Single by Jade Eagleson

from the album Honkytonk Revival
- Released: February 12, 2021
- Genre: Country; country rock;
- Length: 2:50
- Label: JEM; Starseed;
- Songwriters: Ben Stennis; Brad Rempel; Jeremy Spillman;
- Producer: Todd Clark

Jade Eagleson singles chronology
| "Close" (2020) | "All Night to Figure It Out" (2021) | "More Drinkin' Than Fishin'" (2021) |

Music video
- "All Night to Figure It Out" on YouTube

= All Night to Figure It Out =

2021 song by Jade Eagleson

"All Night to Figure It Out" is a song recorded by Canadian country artist Jade Eagleson. The song was written by Ben Stennis, Brad Rempel, and Jeremy Spillman. It was the lead single off Eagleson's second studio album Honkytonk Revival. American country artist Dierks Bentley later recorded the song on the extended version of his 2025 album Broken Branches.

==Background==
Fellow Canadian country artist Brad Rempel of High Valley co-wrote the song, and sent it to Eagleson, who said he knew he wanted to record it as soon as he heard it. Eagleson said the song caused him to "venture outside my vocal comfort zone" and that producer Todd Clark helped him push his ability past what he believed he was capable of.

==Critical reception==
Jenna Weishar of Front Porch Music said the song is "flirty" and "fun", adding that it "very easily gets stuck in your head". Nanci Dagg of Canadian Beats Media called it a "bold track that marks a new direction for Eagleson". Matthew Weaver of Corus Radio referred to the track as "a banger".

==Accolades==

| Year | Association | Category | Result | Ref |
|---|---|---|---|---|
| 2022 | CCMA | Single Of The Year | Nominated |  |

==Commercial performance==
"All Night to Figure It Out" reached a peak of Number One on the Billboard Canada Country chart for the week of July 3, 2021, becoming Eagleson's second career chart-topper after "Lucky". It peaked at number 67 on the Canadian Hot 100 in the same week, marking a new highest charting entry for Eagleson there.

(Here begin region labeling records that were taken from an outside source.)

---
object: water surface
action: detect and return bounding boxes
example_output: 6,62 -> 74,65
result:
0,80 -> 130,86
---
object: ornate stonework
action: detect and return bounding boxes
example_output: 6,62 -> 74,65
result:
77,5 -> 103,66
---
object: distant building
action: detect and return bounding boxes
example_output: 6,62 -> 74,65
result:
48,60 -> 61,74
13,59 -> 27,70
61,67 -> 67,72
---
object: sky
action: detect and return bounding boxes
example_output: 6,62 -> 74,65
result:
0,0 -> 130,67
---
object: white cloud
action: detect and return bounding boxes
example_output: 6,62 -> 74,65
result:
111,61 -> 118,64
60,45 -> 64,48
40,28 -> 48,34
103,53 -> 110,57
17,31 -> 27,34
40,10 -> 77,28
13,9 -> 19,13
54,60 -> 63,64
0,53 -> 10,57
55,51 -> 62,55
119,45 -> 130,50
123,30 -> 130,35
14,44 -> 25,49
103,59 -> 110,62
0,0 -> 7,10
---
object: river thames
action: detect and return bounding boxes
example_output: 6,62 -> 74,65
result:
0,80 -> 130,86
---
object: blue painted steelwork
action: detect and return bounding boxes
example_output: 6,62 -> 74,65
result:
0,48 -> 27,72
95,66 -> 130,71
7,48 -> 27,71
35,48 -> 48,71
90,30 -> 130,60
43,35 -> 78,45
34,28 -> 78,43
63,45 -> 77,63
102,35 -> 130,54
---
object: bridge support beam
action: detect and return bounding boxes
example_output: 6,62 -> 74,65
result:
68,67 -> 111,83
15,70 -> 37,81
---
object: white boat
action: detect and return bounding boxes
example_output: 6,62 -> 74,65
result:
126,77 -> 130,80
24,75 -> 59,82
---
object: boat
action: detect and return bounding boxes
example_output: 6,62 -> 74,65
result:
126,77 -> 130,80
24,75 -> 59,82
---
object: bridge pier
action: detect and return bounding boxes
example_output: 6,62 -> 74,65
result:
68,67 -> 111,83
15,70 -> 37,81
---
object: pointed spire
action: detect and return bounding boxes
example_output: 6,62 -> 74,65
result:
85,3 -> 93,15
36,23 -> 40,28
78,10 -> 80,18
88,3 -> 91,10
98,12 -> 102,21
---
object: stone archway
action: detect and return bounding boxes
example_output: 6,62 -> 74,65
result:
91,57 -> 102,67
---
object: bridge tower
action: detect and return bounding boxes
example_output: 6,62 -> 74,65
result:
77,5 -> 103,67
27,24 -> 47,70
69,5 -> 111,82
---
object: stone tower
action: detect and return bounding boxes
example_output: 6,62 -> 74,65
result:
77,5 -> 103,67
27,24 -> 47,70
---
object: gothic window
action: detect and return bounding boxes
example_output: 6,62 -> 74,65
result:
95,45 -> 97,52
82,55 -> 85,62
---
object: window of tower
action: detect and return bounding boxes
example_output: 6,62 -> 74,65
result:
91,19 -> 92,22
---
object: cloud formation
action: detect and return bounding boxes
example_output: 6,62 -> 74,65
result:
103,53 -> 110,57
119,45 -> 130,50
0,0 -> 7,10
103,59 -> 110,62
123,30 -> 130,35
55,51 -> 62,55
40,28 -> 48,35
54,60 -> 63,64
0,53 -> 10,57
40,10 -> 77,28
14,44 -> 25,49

It has been certified Gold by Music Canada.

==Music video==
The official music video for "All Night to Figure It Out" was directed by Ben Knechtel and premiered on ET Canada on March 17, 2021. It features several men learning how to choreograph a dance, and then performing it for their unsuspecting wives.

==Charts==

Chart performance for "All Night to Figure It Out"
| Chart (2021) | Peak position |
|---|---|
| Canada (Canadian Hot 100) | 67 |
| Canada Country (Billboard) | 1 |

==Certifications==

| Region | Certification | Certified units/sales |
| Canada (Music Canada) | Gold | 40,000^{‡} |
^{‡} Sales+streaming figures based on certification alone.